There is also now a Service Connector greatly for managing authentication and network configurations, connecting to Azure services, and a node auto-provisioning capability that automatically rightsizes virtual machines for workloads.

Microsoft also promised to add an auto-instrumentation capability that enables Application Insights to make telemetry like metrics, requests and dependencies available in Application Insights service by automatically injecting the Azure Monitor OpenTelemetry toolkit into application pods.

A Clear Need to Apply Automation

Nate Ceres, senior product marketing manager for Microsoft, told conference attendees these additions are part of an ongoing effort to reduce the steep learning curve that IT teams encounter when initially adopting Kubernetes clusters. He added that IT professionals with those skills are still too hard to find, so there is a clear need to apply automation to the management of Kubernetes clusters.

In effect, Microsoft is preconfiguring best practices for managing and securing Kubernetes clusters into AKS, said Ceres.

Microsoft, for example, is previewing a deployment safeguards enforcement mode that will either not let a resource be invoked or be automatically fixed per a set of best cybersecurity practices.

In addition, a Kubernetes AI toolchain operator (KAITO), an open-source project that optimizes machine learning workloads, is now also available for AKS.

Microsoft is also making available an instance of the open-source Kubernetes Event Driven Autoscaler (KEDA) in the Azure portal.
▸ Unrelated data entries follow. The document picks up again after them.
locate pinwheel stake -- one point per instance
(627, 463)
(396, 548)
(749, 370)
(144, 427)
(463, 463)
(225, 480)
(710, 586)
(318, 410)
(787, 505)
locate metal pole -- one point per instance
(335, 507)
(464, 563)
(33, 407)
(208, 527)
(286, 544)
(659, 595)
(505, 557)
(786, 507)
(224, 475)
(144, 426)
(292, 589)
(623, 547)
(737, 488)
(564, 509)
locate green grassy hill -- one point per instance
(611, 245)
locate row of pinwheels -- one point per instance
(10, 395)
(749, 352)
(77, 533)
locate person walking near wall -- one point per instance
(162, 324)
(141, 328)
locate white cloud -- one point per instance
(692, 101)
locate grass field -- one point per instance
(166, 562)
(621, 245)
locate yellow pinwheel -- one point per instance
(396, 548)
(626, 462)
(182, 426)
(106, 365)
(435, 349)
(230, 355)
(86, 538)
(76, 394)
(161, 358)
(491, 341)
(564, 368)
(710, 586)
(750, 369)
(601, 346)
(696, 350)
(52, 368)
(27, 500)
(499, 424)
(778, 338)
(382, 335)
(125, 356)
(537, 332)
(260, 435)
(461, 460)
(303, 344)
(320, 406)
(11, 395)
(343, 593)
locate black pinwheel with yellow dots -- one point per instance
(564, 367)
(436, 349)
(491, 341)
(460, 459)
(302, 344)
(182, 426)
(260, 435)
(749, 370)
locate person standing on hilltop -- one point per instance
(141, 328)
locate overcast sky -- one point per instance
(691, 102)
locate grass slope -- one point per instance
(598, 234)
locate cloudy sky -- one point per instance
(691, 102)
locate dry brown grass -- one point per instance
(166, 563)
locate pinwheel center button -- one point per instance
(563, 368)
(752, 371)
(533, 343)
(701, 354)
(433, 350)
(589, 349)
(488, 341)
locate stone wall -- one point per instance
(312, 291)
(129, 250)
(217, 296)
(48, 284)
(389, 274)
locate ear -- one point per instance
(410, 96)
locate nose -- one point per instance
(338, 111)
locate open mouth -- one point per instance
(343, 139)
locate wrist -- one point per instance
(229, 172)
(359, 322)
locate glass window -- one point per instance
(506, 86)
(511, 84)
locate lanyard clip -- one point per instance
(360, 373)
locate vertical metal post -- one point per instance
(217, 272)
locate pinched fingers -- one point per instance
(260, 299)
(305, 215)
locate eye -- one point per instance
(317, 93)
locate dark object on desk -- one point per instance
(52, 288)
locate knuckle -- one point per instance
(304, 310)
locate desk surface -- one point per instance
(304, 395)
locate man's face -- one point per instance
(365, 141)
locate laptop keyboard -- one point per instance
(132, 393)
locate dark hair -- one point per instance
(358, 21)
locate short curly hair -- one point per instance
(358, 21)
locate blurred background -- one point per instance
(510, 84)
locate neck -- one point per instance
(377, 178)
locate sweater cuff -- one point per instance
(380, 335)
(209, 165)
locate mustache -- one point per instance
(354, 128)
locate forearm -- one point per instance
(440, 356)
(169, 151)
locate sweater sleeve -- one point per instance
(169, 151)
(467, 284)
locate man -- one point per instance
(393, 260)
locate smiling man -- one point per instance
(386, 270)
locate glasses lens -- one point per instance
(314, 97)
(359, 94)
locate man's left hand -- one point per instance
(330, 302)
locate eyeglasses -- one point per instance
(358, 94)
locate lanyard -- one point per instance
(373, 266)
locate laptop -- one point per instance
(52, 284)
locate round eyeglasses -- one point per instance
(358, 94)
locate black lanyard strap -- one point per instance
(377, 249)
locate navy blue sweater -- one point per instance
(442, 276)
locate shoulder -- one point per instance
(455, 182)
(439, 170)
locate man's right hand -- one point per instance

It will next month make generally available a managed Azure Container Storage service for AKS. Microsoft is also previewing updates to Azure Files updates, which promise to make it simpler to protect data.

Microsoft also revealed that a .NET Aspire suite of tools and libraries for setting up, configuring and instrumenting cloud-native applications written in .NET is generally available. Additionally, .NET Aspire provides developers with preconfigured common resiliency patterns and a built-in dashboard to observe interactions across multiple services.

Finally, Microsoft is also generally making available Azure Functions on Azure Container Apps to provide developers with access to serverless computing capabilities. It also extends its implementation of the Dapr runtime framework to add support for Azure Functions.

It’s unclear to what degree IT teams rely on managed cloud services to deploy Kubernetes clusters versus relying on an internal IT team to manage them. However, as the management of those clusters becomes simpler the pace at which cloud-native applications are being deployed should steadily increase. Today the size and expertise of the engineering team needed to manage Kubernetes clusters limits the pace at which organizations can deploy cloud-native applications. However, as the rise of the next generation of automation frameworks infused with AI becomes available, the barrier to Kubernetes adoption is dropping.